Tandis que Considy observait les alentours avec une mine incrédule, May l'avait accompagnée vers son retour à Niza.
« ...Centre de commandement, appel par voie téléphonique de Shuse. »
« Centre de commandement à l'appareil. Je vous écoute. »
« Point C-18 nécessite renforts immédiats. Demande d'appui humanitaire urgente. »
« Reçu. Nitsuru parle au central. Je vous écoute. »
« Je vous en prie. »
« Transmettez à l'équipe de renfort destinée au secteur C-18 tous nos remerciements. Fin d'appel. »
« Compris. »
Vers le milieu de la nuit, des humains-lièvres revêtus d'une épaisse fourrure noire avaient fait leur apparition soudaine à Krumpfal.
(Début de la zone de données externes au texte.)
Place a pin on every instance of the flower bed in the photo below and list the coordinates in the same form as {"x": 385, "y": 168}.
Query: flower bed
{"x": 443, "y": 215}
Profitant des talents de télépathie et de téléportation dont ils disposaient, ils avaient entamé des opérations médicales. Déployés dans chaque bourgade et village, ces Poshei avaient développé extrêmement vite des aptitudes cliniques et étaient devenus indispensables aux populations locales. Plus qu'une assistance ponctuelle, ils avaient utilisé désormais la téléportation pour pallier les pénuries de personnels soignants, permettant d'offrir des interventions rapides et hautement qualifiées.
Les personnes âgées, les enfants et leurs mères qui n'avaient pu répondre à la convocation d'urgence de Minitzu étaient arrivés eux-aussi par téléportation groupée. Ajoutés à ce contingent initial, les effectifs Poshei stationnés à Krumpfal avaient frôlé bientôt la centaine.
En mobilisant intelligemment toutes ces ressources complémentaires, ils avaient mis au point des protocoles de secours d'urgence. Leurs efforts avaient fini par porter fruit et avaient suscité la reconnaissance unanime de nombreux habitants. Ainsi naîtrait sous peu une formation médicale reconnue officiellement comme « la meilleure du monde », mais ceci constituait un tout autre chapitre de leur histoire.